With this being said, there are resistors with different resistance strength. There are colored bands around a resistor that allow people to know the resistance of the resistor. Each color represents a certain strength as well as other important information for the resistor. The units used for the resistance is Ω, or ohms.
Step 1: Meaning of Each Band
The first step to reading a resistor is understanding what each band means. The way this instructable will orientate the resistor will be to have the fifth band that seems a little isolated on the right-hand side. This also assumes that this is a 5 band color code resistor. There are also 4 and 6 band color code resistors. This guide will not be explaining how to read the 6 band color coded resistor.
Meaning of Digit Bands
Band 1 is the band that is on the far left.
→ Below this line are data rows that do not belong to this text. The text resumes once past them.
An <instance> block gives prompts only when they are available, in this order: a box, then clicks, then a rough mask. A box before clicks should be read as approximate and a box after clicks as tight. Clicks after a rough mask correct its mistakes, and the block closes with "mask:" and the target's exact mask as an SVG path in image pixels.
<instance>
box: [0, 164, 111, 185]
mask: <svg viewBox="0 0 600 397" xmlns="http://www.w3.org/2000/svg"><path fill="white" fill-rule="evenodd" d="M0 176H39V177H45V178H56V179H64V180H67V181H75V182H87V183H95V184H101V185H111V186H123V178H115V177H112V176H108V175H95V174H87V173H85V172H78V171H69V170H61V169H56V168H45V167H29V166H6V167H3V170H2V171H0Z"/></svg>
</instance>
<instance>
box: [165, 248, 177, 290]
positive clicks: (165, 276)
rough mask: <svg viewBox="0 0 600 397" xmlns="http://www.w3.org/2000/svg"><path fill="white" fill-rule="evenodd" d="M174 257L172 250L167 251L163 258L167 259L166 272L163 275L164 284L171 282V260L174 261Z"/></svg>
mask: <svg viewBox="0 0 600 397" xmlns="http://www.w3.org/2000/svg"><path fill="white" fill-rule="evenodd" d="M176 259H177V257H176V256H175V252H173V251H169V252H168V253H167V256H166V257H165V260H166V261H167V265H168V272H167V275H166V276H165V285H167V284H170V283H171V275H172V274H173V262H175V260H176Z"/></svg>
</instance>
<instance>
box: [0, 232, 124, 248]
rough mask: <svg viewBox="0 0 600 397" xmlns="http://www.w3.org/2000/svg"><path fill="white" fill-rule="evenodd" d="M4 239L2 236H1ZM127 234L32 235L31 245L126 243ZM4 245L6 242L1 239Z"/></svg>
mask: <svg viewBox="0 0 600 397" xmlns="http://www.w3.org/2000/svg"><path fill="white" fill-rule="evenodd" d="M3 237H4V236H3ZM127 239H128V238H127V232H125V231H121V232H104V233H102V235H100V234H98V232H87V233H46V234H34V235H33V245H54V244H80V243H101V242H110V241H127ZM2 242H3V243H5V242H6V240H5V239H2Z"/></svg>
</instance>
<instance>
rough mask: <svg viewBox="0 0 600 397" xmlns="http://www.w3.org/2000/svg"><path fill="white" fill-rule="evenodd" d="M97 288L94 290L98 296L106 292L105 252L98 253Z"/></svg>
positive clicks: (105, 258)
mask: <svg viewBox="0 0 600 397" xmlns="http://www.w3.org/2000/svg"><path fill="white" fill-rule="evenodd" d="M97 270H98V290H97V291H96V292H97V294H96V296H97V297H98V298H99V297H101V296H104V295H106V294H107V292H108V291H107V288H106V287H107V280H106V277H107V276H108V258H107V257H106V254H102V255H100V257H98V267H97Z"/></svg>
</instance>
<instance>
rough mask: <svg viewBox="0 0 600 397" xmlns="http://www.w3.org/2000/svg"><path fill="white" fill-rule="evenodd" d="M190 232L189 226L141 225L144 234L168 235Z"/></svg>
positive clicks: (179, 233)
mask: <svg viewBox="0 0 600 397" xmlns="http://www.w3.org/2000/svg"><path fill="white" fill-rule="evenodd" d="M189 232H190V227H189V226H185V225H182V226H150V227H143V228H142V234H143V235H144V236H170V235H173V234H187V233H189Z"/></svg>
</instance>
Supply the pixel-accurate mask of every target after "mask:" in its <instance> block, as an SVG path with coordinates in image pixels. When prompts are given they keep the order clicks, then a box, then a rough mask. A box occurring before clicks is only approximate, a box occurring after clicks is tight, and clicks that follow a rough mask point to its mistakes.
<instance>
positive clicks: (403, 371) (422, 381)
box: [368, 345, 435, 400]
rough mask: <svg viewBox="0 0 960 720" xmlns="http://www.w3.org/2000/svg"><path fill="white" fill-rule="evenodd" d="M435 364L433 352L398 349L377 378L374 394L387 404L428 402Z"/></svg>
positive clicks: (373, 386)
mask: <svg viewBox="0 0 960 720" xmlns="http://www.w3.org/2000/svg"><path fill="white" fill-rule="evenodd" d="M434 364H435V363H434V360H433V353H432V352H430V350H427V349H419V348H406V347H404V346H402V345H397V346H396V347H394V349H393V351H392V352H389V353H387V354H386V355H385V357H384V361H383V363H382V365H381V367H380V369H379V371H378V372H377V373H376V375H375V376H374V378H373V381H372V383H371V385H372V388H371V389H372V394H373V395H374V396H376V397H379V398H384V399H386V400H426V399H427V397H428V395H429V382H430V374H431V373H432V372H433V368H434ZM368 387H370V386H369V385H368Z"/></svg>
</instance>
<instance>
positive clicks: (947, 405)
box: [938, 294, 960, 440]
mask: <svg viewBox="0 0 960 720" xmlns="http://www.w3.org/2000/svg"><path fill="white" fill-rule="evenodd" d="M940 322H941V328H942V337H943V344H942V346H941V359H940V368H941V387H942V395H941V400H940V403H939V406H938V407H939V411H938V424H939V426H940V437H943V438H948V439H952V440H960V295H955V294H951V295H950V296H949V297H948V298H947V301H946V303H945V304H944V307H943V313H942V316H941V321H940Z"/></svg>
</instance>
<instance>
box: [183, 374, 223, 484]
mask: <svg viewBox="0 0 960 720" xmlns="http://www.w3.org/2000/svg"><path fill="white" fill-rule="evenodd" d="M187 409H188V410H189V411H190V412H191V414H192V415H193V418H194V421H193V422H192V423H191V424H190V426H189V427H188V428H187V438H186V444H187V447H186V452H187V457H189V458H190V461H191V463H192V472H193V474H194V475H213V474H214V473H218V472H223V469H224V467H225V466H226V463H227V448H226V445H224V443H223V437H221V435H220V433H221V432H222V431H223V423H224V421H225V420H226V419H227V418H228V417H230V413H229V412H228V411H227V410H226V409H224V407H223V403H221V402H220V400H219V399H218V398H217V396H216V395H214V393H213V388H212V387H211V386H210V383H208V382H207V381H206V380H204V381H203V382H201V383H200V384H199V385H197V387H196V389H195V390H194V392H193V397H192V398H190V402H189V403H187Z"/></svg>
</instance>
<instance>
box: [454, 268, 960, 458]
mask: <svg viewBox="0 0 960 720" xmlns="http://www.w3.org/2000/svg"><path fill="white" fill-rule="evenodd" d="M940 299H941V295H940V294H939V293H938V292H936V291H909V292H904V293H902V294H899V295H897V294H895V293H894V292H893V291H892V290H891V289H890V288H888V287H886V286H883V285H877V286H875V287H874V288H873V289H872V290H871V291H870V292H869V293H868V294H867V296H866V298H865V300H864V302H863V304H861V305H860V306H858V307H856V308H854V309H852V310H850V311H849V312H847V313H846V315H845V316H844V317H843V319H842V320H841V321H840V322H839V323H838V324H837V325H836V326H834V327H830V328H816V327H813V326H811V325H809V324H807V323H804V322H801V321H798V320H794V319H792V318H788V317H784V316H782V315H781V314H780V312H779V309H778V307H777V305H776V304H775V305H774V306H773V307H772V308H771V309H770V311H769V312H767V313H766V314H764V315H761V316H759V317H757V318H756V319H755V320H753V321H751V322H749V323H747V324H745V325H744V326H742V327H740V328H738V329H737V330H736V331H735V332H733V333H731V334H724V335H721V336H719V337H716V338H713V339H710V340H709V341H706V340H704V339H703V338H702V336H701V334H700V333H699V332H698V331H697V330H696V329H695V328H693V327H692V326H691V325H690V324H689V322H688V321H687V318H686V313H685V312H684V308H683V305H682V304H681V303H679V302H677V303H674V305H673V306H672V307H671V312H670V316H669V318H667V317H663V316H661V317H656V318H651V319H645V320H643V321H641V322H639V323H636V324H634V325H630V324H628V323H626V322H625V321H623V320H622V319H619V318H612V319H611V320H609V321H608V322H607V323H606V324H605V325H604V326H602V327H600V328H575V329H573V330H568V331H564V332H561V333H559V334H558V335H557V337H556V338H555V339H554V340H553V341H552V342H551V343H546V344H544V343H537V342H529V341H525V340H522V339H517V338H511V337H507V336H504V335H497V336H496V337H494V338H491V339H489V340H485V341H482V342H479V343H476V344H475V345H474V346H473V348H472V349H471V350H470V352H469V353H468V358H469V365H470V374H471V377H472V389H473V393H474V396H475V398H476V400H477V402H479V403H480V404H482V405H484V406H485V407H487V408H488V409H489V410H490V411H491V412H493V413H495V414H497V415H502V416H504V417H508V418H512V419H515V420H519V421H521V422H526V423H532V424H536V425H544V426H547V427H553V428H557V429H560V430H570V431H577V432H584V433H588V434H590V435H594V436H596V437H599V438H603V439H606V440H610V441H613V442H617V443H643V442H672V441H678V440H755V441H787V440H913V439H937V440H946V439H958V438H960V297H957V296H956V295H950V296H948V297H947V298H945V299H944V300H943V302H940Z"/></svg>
This band represents the most significant digit of the resistor. Band 2 represents the second most significant digit of the resistor. Band 3 represents the third most significant digit of the resistor. After these three bands, Band 4 represents the power of 10 you will multiply the first three bands by. For example:
If the first three bands mean 223 and the fourth band means 10^3, the resistance of the resistor is 223 * 10^3 = 223,000Ω or 223kΩ. The k stands for kilo which means thousand.
On the 4 band color coded resistor, the bands are read the same way except you take away the first band from the 5 band color coded resistor.
Meaning of Tolerance Band
The fifth band represents the tolerance of the resistor. The tolerance is the range that the resistors actual value could be. This is to allow for any errors within the resistors resistance. For example:
If the resistor is a 110kΩ with a ±10% tolerance, the actual resistance could range from 99-121kΩ.